Mutual information (MI) is a general measure of statistical dependence with widespread application across the sciences. However, estimating MI between multi-dimensional variables is challenging because the number of samples necessary to converge to an accurate estimate scales unfavorably with dimensionality. In practice, existing techniques can reliably estimate MI in up to tens of dimensions, but fail in higher dimensions, where sufficient sample sizes are infeasible. Here, we explore the idea that underlying low-dimensional structure in high-dimensional data can be exploited to faithfully approximate MI in high-dimensional settings with realistic sample sizes. We develop a method that we call latent MI (LMI) approximation, which applies a nonparametric MI estimator to low-dimensional representations learned by a simple, theoretically-motivated model architecture. Using several benchmarks, we show that unlike existing techniques, LMI can approximate MI well for variables with $> 10^3$ dimensions if their dependence structure has low intrinsic dimensionality. Finally, we showcase LMI on two open problems in biology. First, we approximate MI between protein language model (pLM) representations of interacting proteins, and find that pLMs encode non-trivial information about protein-protein interactions. Second, we quantify cell fate information contained in single-cell RNA-seq (scRNA-seq) measurements of hematopoietic stem cells, and find a sharp transition during neutrophil differentiation when fate information captured by scRNA-seq increases dramatically.
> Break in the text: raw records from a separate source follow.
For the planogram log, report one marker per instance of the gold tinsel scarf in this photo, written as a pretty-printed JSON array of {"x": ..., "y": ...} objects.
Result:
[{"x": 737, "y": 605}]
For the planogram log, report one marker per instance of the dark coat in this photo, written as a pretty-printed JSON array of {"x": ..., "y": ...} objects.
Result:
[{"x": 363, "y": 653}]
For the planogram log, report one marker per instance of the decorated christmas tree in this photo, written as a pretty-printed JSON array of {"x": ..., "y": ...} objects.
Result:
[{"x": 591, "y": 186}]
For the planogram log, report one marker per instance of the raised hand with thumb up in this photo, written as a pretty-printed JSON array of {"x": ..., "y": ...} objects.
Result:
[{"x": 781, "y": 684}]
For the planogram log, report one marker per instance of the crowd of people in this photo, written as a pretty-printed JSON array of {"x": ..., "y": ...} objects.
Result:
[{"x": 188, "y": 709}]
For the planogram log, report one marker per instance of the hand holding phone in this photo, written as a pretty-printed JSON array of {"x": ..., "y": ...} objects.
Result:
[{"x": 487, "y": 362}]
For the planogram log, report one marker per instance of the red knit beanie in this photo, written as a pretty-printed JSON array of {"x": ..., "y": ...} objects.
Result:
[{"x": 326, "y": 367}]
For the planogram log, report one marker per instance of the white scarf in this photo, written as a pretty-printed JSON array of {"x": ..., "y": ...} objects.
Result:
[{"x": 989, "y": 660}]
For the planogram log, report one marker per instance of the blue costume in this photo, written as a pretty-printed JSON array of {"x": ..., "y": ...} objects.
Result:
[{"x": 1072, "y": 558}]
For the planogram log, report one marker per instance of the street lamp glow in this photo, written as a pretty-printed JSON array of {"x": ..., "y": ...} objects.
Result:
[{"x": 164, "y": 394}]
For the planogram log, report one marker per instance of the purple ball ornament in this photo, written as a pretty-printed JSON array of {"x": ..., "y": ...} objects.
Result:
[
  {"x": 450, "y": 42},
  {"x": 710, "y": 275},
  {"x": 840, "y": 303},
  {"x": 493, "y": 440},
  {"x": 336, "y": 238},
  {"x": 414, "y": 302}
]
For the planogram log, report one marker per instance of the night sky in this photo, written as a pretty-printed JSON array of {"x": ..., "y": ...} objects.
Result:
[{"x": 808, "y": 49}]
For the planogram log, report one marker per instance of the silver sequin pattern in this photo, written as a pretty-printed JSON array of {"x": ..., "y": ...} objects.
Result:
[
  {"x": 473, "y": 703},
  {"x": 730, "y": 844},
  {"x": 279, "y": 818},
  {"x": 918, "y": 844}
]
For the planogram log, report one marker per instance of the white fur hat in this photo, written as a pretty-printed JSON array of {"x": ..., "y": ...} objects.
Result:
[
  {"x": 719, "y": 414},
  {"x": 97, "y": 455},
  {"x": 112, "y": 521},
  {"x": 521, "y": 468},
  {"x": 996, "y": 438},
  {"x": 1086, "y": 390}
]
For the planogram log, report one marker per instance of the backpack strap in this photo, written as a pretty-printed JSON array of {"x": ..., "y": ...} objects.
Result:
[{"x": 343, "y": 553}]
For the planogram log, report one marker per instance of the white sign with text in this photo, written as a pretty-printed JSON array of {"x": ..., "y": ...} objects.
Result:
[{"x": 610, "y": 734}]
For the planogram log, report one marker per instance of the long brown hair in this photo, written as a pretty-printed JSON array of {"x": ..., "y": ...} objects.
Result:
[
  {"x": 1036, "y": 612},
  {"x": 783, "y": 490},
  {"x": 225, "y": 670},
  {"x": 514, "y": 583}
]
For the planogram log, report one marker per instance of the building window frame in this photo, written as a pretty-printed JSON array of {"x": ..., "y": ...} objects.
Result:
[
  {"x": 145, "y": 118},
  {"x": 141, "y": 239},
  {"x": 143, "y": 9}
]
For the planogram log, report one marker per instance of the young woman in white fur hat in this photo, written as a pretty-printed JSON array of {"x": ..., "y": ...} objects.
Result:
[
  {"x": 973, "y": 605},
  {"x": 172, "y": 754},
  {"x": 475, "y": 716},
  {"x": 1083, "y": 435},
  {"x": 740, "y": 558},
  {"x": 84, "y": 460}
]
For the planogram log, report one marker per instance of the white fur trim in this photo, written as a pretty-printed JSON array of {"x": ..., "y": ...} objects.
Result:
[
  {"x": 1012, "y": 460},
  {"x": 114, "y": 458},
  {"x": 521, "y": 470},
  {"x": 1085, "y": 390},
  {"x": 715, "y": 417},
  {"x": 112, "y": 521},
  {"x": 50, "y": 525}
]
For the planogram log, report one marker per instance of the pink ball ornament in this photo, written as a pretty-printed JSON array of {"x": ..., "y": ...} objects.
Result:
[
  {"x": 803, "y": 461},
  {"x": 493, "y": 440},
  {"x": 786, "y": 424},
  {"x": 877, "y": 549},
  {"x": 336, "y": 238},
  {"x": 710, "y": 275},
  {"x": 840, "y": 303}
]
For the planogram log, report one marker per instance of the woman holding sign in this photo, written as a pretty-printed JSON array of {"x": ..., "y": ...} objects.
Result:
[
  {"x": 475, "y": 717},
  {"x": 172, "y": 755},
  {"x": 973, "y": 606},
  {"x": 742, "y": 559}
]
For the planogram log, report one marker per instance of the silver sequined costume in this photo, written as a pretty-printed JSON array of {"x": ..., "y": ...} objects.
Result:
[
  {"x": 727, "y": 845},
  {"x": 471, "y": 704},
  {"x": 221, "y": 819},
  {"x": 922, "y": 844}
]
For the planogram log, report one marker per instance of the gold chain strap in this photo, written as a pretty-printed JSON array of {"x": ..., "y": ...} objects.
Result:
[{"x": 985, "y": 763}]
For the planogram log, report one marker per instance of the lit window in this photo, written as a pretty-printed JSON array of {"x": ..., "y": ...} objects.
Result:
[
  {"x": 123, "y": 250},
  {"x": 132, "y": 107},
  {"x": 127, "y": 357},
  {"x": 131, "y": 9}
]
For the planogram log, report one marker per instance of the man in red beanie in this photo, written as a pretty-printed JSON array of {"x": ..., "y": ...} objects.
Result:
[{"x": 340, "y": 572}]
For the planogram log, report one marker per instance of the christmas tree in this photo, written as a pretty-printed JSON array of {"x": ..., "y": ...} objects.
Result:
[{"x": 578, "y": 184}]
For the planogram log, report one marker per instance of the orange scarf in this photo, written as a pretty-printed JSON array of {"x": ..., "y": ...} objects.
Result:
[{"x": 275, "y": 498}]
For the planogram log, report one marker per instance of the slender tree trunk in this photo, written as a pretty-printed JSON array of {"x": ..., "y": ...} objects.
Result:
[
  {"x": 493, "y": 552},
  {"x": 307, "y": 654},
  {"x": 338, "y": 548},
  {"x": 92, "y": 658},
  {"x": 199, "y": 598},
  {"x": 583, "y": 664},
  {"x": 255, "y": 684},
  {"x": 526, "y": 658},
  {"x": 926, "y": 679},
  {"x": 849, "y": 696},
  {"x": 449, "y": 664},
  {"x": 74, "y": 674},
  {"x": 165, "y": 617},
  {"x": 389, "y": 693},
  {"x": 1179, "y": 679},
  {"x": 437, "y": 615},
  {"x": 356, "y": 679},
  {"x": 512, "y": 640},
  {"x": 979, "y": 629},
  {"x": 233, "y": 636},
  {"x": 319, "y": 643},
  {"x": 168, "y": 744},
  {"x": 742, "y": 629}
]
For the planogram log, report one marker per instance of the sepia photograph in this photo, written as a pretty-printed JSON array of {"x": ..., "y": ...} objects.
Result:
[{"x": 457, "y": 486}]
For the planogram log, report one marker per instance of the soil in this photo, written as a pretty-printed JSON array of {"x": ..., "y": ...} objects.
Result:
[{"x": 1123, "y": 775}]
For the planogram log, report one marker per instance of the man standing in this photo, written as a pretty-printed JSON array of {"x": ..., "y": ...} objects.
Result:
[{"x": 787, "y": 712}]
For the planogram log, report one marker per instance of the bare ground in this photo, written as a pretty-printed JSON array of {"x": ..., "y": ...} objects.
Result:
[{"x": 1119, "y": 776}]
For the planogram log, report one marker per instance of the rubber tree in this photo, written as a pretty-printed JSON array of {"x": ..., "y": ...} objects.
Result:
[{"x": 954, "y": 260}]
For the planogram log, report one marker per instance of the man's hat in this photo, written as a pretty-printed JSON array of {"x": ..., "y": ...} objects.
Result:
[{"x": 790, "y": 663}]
翻译：互信息（MI）是一种广泛应用于各科学领域的统计依赖性通用度量。然而，估计多维变量间的互信息具有挑战性，因为收敛到准确估计所需的样本数量随维度增加而呈不利增长。在实践中，现有技术可可靠估计维度在数十以内的互信息，但在更高维度下会失效——因为所需样本规模在实际中无法实现。本文探讨的核心思想是：通过利用高维数据中潜在的低维结构，可以在实际样本量条件下实现对高维场景中互信息的可靠近似。我们提出了一种称为潜在互信息（LMI）近似的方法，该方法将非参数互信息估计器应用于通过理论驱动的简单模型架构学习得到的低维表示。通过多个基准测试，我们证明：与现有技术不同，当变量的依赖结构具有低本征维度时，LMI能对维度超过 $10^3$ 的变量实现良好的互信息近似。最后，我们在两个生物学开放问题上展示了LMI的应用价值。首先，我们近似了相互作用蛋白质的蛋白质语言模型（pLM）表示之间的互信息，发现pLM编码了关于蛋白质-蛋白质相互作用的非平凡信息。其次，我们量化了造血干细胞单细胞RNA测序（scRNA-seq）数据中包含的细胞命运信息，发现当中性粒细胞分化过程中scRNA-seq捕获的命运信息急剧增加时，存在一个明显的转变阶段。